Loretta turned on the light in the dining room. “You're staying there and you don't know the address?”

The girl snapped: “It's a big house on the river. Charles picked me up at the station so I didn't really take in where we were going. God, I could
kill
Adam.”

She followed Loretta into the kitchen, gazing about her without interest as Christopher locked the French windows. “How many bedrooms do you have?” she asked abruptly. “Since it looks as though I'll have to stay the night.”

Loretta's eyes opened wide. “Two, actually, and they're both occupied. I suppose I could make you up a bed in my study. You haven't told us your name, by the way.”

The girl's eyes narrowed. “Why should I?”

Loretta said sarcastically: “Just a whim on my part. I like to know who people are before I offer them a bed.”

“Caroline,” her guest announced ungraciously.

Loretta gestured that she expected more.

“Caroline . . . Wilson.”

The surname was obviously an invention but Loretta was too tired to make anything of it. “I'm Loretta Lawson,” she said briskly, “And this is Christopher Cisar.”

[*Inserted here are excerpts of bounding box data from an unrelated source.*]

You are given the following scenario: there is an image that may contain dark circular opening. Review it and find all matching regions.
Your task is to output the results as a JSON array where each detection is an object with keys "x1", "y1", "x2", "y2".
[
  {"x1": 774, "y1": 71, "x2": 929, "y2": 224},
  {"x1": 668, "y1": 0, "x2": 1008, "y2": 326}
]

Caroline glanced out of the window, peering up at the street. “Where are we? I mean, what road is this?”

“Southmoor Road.”

“Where's that?”

This time Loretta rolled her eyes upwards. “Jericho. Don't you know Oxford?”

“Yes, but not this bit. I lived in college for the first
two years and last year I shared a house in Osney. Can I have a glass of water?”

“Help yourself, you'll find a clean glass in the dishwasher. I'm going up to see about this bed.”

In the drawing room she pulled cushions off the sofa, carried them into her study and made a makeshift bed on the floor.

“Loretta? Need any help?” Christopher stood in the doorway.

She straightened up. “You could get a sheet and the spare duvet from the airing cupboard. In the bathroom.”

A moment later he was back with a bundle of bedding. “Will this do?”

“Mmm. Think I should put a pea under her mattress to see if she's really a princess?” Before he could answer she slid past him and went to the top of the stairs. “Caroline, come up and I'll show you where you're sleeping.”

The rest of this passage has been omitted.